If you eat meat, then you must eat ham. Hams can be made by brining (wet curing) or dry curing. At Pool Cottage we do both at the same time! Our favourite cut for ham is the lower rear leg; we make up a dry cure, which can vary just as with the bacon cures. We then rub it into the leg, now rather than just leave the cure to perform its magic, we place the leg and cure into a vacuum bag and seal it tight. As the fluid is drawn from the meat a wet cure is formed producing a fine ham every time with minimal mess. You just have to love modern technology.....sometimes. Once cured it is washed and hung for a few days to complete the curing process and either boiled or roasted with any glaze you fancy. The ham is then used in all sorts of dishes including but not limited to; ham, egg and chips for a simple meal, a filling ingredient for a pie (or two or three), thinly sliced on the charcuterie platter or in a butty with fresh lettuce and tomato straight from the veg plot.
Despite there being so many sausages to make and eat and so little time, we still manage to create most excellent burgers. As with the sausages, we make a range of burgers, from the usual beef burgers, but also extend to producing lamb, pork and venison burgers. These are usually eaten during the BBQ season on a fresh bap with home made relish and accompanied with freshly dug potatoes and salad from the garden. Personally, we add a few extras to our burgers such as onion and rolled oats, which give a wholesome nutty texture to the burger. The addition of pepper and chillies also adds a bit of “bite” to the experience.

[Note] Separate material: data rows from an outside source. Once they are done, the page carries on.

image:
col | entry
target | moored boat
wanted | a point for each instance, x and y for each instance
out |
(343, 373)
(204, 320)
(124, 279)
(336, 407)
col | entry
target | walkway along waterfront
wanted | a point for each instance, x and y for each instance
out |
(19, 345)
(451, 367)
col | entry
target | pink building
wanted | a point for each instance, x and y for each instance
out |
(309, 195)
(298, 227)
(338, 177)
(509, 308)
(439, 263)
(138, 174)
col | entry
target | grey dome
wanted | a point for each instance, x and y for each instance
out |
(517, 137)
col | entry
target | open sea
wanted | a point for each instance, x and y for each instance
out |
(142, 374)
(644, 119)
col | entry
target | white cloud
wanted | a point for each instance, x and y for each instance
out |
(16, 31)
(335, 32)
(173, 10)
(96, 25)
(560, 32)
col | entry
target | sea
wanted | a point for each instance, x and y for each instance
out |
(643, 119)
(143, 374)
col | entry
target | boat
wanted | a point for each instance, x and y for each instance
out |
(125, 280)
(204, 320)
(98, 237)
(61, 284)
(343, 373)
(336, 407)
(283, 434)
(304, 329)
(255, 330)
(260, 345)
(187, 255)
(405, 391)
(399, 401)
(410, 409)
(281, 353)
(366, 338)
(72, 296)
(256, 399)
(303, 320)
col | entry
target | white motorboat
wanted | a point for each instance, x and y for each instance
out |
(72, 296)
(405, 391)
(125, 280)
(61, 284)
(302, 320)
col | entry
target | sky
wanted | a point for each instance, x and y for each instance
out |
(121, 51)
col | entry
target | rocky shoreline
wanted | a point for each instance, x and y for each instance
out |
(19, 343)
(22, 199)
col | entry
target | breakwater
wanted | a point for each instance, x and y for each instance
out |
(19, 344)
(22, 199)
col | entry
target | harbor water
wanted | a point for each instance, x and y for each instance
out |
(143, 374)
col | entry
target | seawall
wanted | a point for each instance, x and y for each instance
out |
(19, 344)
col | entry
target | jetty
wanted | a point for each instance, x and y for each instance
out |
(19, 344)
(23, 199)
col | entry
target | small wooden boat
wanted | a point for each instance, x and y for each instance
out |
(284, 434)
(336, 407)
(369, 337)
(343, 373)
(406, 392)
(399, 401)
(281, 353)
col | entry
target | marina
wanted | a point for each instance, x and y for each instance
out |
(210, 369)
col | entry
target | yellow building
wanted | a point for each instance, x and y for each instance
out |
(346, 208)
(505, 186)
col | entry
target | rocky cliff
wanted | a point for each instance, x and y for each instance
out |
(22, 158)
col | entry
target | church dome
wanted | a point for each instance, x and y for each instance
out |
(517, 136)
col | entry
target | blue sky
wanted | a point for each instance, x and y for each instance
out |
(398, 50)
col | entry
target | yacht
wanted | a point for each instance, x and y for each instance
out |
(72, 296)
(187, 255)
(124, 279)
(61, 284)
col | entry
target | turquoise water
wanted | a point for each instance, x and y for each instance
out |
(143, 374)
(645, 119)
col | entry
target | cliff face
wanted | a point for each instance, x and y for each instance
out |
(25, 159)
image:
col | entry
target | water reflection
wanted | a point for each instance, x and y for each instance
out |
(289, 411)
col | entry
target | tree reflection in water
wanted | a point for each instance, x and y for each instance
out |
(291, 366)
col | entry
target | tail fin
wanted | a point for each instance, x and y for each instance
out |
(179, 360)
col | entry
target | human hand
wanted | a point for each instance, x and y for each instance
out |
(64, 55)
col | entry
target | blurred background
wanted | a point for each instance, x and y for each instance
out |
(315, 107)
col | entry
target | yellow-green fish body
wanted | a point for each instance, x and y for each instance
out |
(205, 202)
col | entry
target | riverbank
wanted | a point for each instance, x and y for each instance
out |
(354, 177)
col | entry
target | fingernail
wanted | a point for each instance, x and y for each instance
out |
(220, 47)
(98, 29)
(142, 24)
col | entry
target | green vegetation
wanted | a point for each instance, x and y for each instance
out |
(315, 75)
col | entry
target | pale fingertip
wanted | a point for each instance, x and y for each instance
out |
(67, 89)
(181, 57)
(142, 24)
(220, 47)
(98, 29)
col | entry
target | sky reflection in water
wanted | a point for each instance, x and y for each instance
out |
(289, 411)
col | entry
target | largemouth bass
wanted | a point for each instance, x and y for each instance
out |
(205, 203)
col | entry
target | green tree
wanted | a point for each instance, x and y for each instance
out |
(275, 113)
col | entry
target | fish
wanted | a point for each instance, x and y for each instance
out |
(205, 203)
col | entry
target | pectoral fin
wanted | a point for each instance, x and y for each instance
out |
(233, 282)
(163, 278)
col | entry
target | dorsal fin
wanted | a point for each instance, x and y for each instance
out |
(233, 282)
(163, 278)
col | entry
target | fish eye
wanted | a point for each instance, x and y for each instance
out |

Having attended an Italian Salumi course at the Empire Farm School, hosted by Marc Frederick, we have been actively creating our own air dried charcuterie. Our first attempt was a Lonza, which is cured using the pigs loin and then air dried until it has lost 30% of its weight. Sliced wafer thin, the flavour far exceeded our hopes and expectations. Since then we have made more Lonza as well as Coppa and panchetta from our own pigs. The Coppa being the main muscle running from the pigs neck, through the shoulder to the loin.